Le pitch tient en quelques mots: Nath, jeune infirmière pleine d’amour et de vie, dingue de Wilson, son fiancé expatrié à Bruxelles pour quelques mois, part un soir faire la fête avec sa belle soeur. En boite, elle croise un collègue, Damien. Un gars gentil en apparence, dont les coups de fils un peu insistants ces derniers temps ne plaisent pas plus que ça à Nath, sans pour autant l’inquiéter outre mesure.

Sauf que Damien n’est pas si gentil et que, sous prétexte de la raccompagner chez elle, il la viole, comme ça, en quelques secondes à peine, profitant de cette sidération que de nombreuses victimes racontent après coup.
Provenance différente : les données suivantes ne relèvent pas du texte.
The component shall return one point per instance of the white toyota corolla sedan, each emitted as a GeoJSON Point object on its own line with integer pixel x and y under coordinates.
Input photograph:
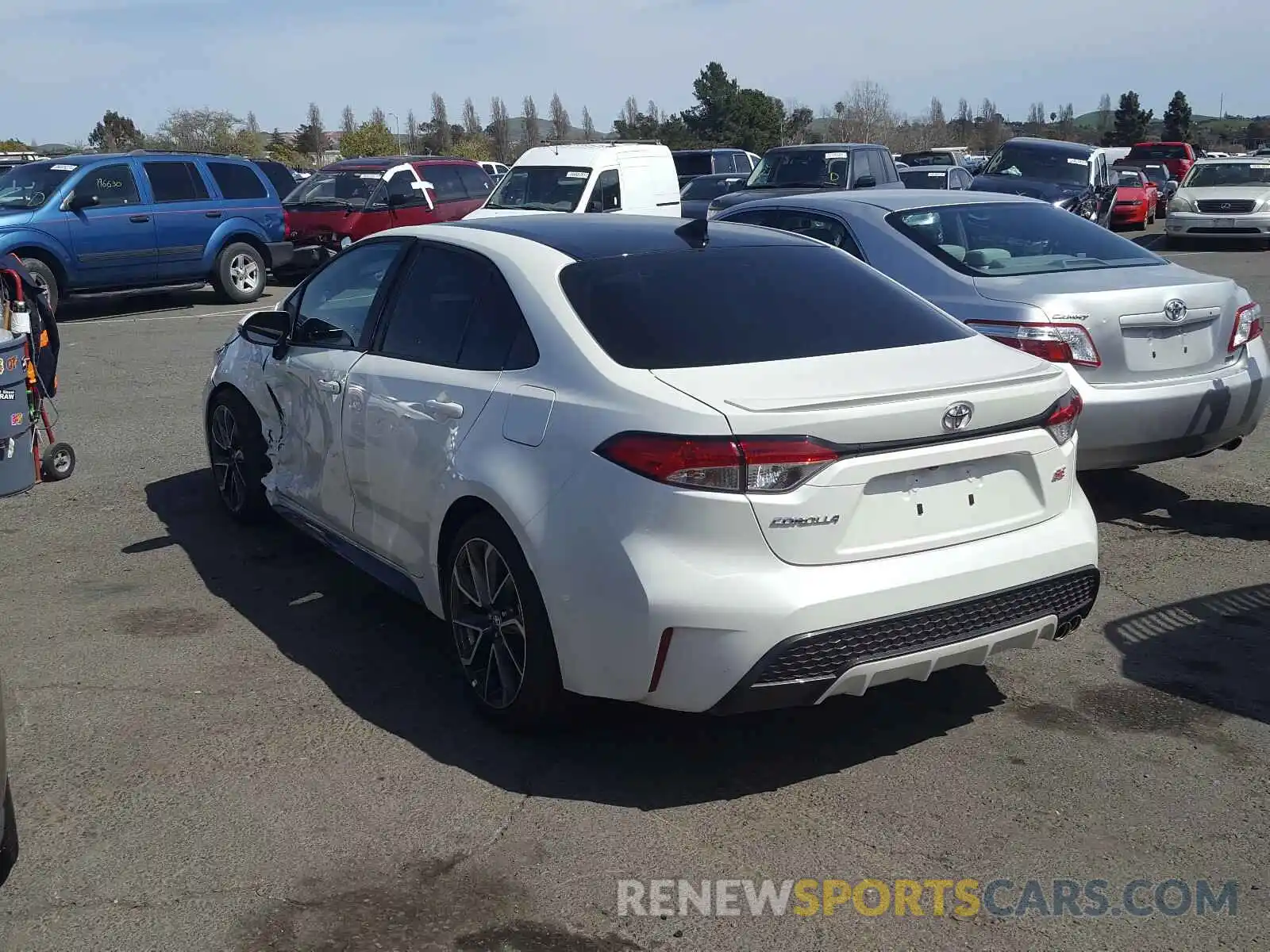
{"type": "Point", "coordinates": [700, 466]}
Le film commence véritablement là, après que la vie parfaite ou presque de Nath explose en mille morceaux. En peu de mots, sans effets de manche, sans larmoiements ou démagogie, Audrey Estrougo montre la désintégration de Nath, la peur, panique, les tentatives désespérées de reprendre le contrôle, les heures passées à se frotter sous la douche pour faire partir la « saleté ». La culpabilité, l’incompréhension des proches, le combat avec soi même pour respirer à nouveau.

C’est un film coup de poing, une démonstration implacable des conséquences dévastatrices du viol. C’est le portrait d’une femme aussi, qui refuse d’être pour toujours une victime.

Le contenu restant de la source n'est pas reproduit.